PREMIÈRE PARTIE : NOURRITURE ET DIPLOMATIE
La gastronomie au service de la diplomatie, Ouest France, juillet 2023
« De nos jours, la cuisine fait l’objet d’une promotion par les États, au même titre que le tourisme, la culture ou l’enseignement supérieur. La France est évidemment en bonne position, car elle possède l’image du pays de la haute gastronomie. »
La diplomatie est aujourd’hui moins au service du secret que de l’image et de l’attractivité des États. On assiste à une évolution vers la diplomatie d’influence ou la diplomatie de la puissance douce (soft power en anglais). La gastronomie se trouve en bonne place pour assurer la puissance des États. Le phénomène n’est pas totalement inédit. À l’entrevue du camp du Drap d’Or, près de Calais, le roi François Ier insistait pour faire bonne chère avec son homologue anglais Henri VIII, afin d’affirmer son pouvoir. L’issue fut un échec, mais peu importe. Talleyrand, ministre des Affaires étrangères sous Napoléon puis Louis XVIII, aimait aussi à dire que le meilleur ami du diplomate était son cuisinier.
De nos jours, la cuisine fait l’objet d’une promotion par les États, au même titre que le tourisme, la culture ou l’enseignement supérieur. La France est évidemment en bonne position, car elle possède l’image du pays de la haute gastronomie. Ce n’est pas uniquement un avantage, car la réputation du très haut de gamme s’accompagne de celle de l’élitisme. Une des tâches de la diplomatie est précisément de prouver que la cuisine française est accessible à tous. Pour ce faire, la France est le seul pays du monde à posséder un « ambassadeur pour la gastronomie », tâche confiée à l’ancien chef de l’Élysée, Guillaume Gomez. Les efforts des restaurateurs français installés à l’étranger jouent aussi un rôle crucial. Au Japon, le Breton Bertrand Larcher a réussi à donner au public une image décontractée de la bonne cuisine française grâce au succès de ses crêperies.
La journée du « Goût de France »
Les diplomaties sont en concurrence dans la promotion de leur modèle de cuisine. Elles le font par l’intermédiaire de campagnes de promotion et d’événements culinaires. En France, les ambassadeurs reçoivent chaque année des convives lors de la journée du « Goût de France ». La Thaïlande a développé, dès 2002, le programme « Global Thaï » destiné à promouvoir la cuisine thaïlandaise dans le monde. L’Italie s’est servie, en 2017, du classement de la pizza napolitaine au Patrimoine culturel immatériel de l’Unesco pour promouvoir sa tradition culinaire.
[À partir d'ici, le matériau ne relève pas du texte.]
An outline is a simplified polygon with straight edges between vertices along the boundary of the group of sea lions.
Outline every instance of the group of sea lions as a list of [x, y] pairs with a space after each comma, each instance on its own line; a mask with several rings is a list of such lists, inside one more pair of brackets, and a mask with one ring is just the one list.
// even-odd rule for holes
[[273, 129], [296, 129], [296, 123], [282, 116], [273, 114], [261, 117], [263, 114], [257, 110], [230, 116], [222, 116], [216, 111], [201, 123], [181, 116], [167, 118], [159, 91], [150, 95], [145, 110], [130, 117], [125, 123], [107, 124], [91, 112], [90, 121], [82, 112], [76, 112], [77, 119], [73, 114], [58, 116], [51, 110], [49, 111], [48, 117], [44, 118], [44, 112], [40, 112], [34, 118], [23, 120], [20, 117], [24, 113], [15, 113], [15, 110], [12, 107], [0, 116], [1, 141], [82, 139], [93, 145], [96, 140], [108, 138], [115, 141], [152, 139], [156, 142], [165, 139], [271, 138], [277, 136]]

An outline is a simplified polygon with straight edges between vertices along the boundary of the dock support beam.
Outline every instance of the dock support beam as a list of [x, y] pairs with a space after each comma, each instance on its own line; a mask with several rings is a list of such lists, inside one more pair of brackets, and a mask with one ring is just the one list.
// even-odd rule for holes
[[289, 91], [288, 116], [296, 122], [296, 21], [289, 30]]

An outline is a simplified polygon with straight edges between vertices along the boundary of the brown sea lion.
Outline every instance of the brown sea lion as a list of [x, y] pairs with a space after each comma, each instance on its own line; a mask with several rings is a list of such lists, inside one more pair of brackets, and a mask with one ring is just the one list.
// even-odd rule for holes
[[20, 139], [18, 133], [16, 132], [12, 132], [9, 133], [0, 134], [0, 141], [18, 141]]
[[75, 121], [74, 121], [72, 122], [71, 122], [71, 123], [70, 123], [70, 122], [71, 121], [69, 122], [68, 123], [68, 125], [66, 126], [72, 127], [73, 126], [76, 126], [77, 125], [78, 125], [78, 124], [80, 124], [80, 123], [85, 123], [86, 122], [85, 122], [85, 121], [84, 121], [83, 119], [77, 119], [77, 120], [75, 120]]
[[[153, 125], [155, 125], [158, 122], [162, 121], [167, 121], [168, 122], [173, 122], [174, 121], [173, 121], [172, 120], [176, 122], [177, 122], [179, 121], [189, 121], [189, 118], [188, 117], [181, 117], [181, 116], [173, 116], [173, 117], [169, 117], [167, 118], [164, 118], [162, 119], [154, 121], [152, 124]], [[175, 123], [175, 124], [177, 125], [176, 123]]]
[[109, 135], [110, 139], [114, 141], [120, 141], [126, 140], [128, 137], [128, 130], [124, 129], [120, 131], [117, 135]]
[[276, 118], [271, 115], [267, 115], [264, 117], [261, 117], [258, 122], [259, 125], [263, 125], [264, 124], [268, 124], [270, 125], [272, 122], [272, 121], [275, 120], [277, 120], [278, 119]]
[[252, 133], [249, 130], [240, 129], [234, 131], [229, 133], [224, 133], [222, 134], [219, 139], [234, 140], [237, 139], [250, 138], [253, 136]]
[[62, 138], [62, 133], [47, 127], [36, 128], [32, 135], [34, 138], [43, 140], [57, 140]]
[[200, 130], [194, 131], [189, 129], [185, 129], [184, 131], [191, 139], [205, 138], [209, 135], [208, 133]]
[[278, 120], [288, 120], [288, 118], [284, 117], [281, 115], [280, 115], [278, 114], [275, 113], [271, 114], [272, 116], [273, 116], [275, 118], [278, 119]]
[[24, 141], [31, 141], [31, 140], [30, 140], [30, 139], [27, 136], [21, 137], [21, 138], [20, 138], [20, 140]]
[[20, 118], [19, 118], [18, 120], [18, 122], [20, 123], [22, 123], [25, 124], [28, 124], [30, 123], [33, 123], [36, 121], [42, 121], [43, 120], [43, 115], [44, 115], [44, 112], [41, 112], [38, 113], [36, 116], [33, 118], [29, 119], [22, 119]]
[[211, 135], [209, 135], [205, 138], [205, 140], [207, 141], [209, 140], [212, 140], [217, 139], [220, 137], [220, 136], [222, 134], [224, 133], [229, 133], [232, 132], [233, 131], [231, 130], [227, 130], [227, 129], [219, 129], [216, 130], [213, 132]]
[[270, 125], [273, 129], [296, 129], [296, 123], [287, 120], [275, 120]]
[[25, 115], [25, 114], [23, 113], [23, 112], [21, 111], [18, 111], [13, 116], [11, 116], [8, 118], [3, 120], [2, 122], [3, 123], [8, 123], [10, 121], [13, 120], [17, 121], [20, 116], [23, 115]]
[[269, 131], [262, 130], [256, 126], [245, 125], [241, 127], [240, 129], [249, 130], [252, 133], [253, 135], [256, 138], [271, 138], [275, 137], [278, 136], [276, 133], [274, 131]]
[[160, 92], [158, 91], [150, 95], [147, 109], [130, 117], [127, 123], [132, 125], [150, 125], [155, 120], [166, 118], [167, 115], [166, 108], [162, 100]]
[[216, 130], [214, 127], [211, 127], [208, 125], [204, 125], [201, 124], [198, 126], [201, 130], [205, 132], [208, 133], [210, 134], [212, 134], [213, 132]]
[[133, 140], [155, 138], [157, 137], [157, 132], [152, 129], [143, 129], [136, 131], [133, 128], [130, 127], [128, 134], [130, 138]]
Comme pour les vins, une concurrence croissante des gastronomies existe dans le monde. L’humour est parfois au rendez-vous des comparaisons. Tel Américain aime ainsi à dire « qu’un bon restaurant italien est aux États-Unis un restaurant français en beaucoup moins cher ! » Derrière la diplomatie de la gastronomie se profile, bien entendu, la question de l’économie et des emplois. Une étudiante de Sciences Po, Mona-Lisa Isnard, rappelle dans un mémoire de master consacré à la « gastrodiplomatie » que le secteur agroalimentaire représente, en France, 200 milliards d’euros annuels de chiffre d’affaires. L’avenir se situe aussi dans la promotion mondiale des cuisines respectueuses de l’environnement et de la santé.
Le temps où la gastronomie était avant tout le moyen pour les souverains d’amadouer les autres souverains par le faste est révolu. Elle est aujourd’hui un outil d’influence qui met en lien les diplomaties avec les sociétés des pays. Les classes moyennes, en croissance en Asie par exemple, manifestent une curiosité croissante pour les cuisines étrangères. Ceci n’est pas une raison pour oublier que le phénomène de la malnutrition persiste, y compris en Europe. Une diplomatie de la gastronomie doit s’accompagner d’une diplomatie de l’alimentation.
QUESTIONS
- Comment la gastronomie est-elle utilisée aujourd’hui comme un outil de diplomatie d’influence ou de « soft power » par les États ?
- En quoi la fonction de la gastronomie dans la diplomatie a-t-elle évolué entre les périodes historiques (ex. François Ier) et contemporaines ? Quels nouveaux défis ou opportunités cette évolution soulève-t-elle ?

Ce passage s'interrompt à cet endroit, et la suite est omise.